The holidays are a wonderful time, with families and friends gathering for evenings of fun and food. In most households, these gatherings include some adult beverages, especially wine when it comes time to sit down to the holiday dinner table.

There are numerous challenges faced by those hosting the gathering or the people tasked with bringing the wine. How much wine do I need? What kind of wines should I bring? How will the wine selections pair up with the food on the table?

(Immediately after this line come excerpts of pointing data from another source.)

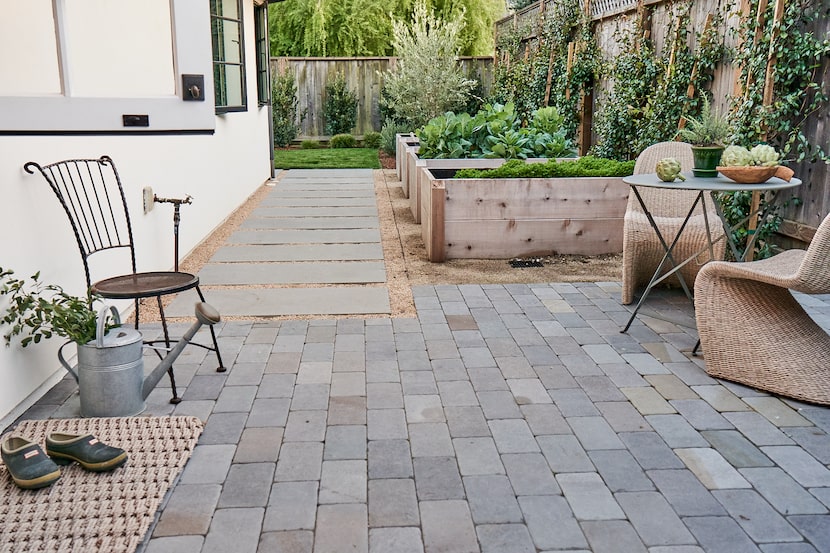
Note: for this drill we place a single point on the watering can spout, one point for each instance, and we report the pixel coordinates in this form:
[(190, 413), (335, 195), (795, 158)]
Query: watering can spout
[(205, 315)]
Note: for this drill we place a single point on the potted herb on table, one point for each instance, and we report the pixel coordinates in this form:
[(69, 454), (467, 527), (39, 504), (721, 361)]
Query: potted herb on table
[(707, 135)]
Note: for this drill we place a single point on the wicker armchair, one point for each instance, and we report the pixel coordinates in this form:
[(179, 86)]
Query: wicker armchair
[(754, 332), (642, 251)]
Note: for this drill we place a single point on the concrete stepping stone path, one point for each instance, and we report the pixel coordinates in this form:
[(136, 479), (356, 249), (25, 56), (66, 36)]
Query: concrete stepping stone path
[(312, 247)]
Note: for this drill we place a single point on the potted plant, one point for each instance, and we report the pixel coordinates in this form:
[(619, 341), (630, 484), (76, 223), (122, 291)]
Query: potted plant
[(707, 135), (41, 311)]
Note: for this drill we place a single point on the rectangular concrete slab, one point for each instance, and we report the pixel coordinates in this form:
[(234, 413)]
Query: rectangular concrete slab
[(275, 302), (304, 236), (359, 211), (316, 202), (304, 252), (309, 222), (347, 272)]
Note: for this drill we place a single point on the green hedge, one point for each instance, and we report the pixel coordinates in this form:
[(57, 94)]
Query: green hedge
[(587, 166)]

All of these questions can make the wine buying process overwhelming for some and flat our uncomfortable for many. Let’s face it, people remember what happens during the holidays more than they do other events or gathering, so it’s even more important to get it right. Here’s a little guide to help you nail it.

How much wine do I need?

A regular sized (750ml) bottle contains five 5-ounce glasses of wine. Do your best to get an accurate number of guests and estimate each of them enjoying two glasses. If your group is one that tends to drink a little more or less than the average, simply adjust up or down accordingly. I always estimate high and bring a coupe of extra bottles. The worst thing you can do is run out of wine in the middle of a holiday dinner or party when all the stores are closed.

What kind of wine do I need?

This one can be a little tricky, especially if you are guessing blind. Preparation is key here. If you’re not sure what the guests like to drink, it can really pay off to ask. If you’re buying for family members, think back to what they enjoyed at previous gatherings. Keep some mental notes this year to help you prepare for next year.

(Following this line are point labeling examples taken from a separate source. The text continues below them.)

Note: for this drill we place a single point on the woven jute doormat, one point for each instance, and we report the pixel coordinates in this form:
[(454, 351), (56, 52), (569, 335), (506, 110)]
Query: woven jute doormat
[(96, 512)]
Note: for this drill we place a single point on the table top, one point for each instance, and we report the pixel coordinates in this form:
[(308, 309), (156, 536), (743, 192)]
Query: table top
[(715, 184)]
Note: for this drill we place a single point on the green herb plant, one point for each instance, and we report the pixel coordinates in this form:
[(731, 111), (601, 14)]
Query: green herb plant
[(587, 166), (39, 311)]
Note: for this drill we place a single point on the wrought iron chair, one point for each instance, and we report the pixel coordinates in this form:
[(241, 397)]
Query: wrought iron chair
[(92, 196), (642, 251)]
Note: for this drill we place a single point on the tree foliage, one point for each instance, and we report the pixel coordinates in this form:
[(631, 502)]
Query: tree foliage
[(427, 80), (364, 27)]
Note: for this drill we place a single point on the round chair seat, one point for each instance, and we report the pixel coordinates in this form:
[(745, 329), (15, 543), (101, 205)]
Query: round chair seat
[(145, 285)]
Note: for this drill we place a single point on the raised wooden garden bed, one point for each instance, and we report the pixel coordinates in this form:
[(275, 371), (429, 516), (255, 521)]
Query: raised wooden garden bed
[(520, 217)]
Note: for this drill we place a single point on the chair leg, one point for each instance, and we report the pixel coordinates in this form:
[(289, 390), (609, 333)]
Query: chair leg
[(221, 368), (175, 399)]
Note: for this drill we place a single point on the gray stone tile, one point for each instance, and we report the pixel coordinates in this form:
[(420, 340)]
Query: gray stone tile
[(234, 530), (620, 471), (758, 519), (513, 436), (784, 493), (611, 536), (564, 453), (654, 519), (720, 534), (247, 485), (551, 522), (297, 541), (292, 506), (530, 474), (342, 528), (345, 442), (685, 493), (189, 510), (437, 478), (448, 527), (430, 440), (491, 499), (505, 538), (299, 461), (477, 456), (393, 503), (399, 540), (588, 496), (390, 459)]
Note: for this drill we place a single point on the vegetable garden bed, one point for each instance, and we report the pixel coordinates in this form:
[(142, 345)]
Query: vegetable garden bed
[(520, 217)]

If you don’t have a clear picture of everyone’s preference then, diversity is the key. Most wine shops are happy to sell you a mixed case or half case of wine and will offer a discount for doing so, this gives you some nice flexibility.

What wines will work with the food being served?

This is where it is wise to seek some help. Most independent wine shops in our area have the owner in the store or at least employees knowledgeable enough to help you out. It’s probably not a good idea to walk into a large chain grocery store or wholesale club and wing it, as you aren’t likely to get the help you need.

Here’s a look at a few of my recommended wines for your holiday table:

Mionetto Avantgarde Prosecco, $13.99

This delightful Italian bubbly is light, crisp and refreshing. It’s great way to start the party (aperitif) and will pair well with most light appetizers and cheeses.

Danzante Pinot Grigio, $11.99

A wonderfully fresh and fruity white, which will pair really well with any seafood offerings and has just enough body to work well with poultry.

Clear Night Riesling, $11.99

This classic German wine has a good level of sweetness without being a “sugar bomb”. This wine will pair fantastic with turkey.

Prophecy Pinot Noir, $12.99

A lighter bodied red that offers great diversity for food pairings. You can serve it with salmon, turkey, or ham. It will satisfy most red drinkers or isn’t overly bold.

Chloe Cabernet, $12.99

Cabernet is the number one varietal (type of wine) sold in America. Many cabernet drinkers are very loyal and don’t like to substitute. This cab leans to the elegant and subtle side, which will help it appeal to a larger group of people.

I hope you found this guide helpful in your holiday wine planning. Cheers to a holiday season filled with friends, family, food and fun (and of course wine)!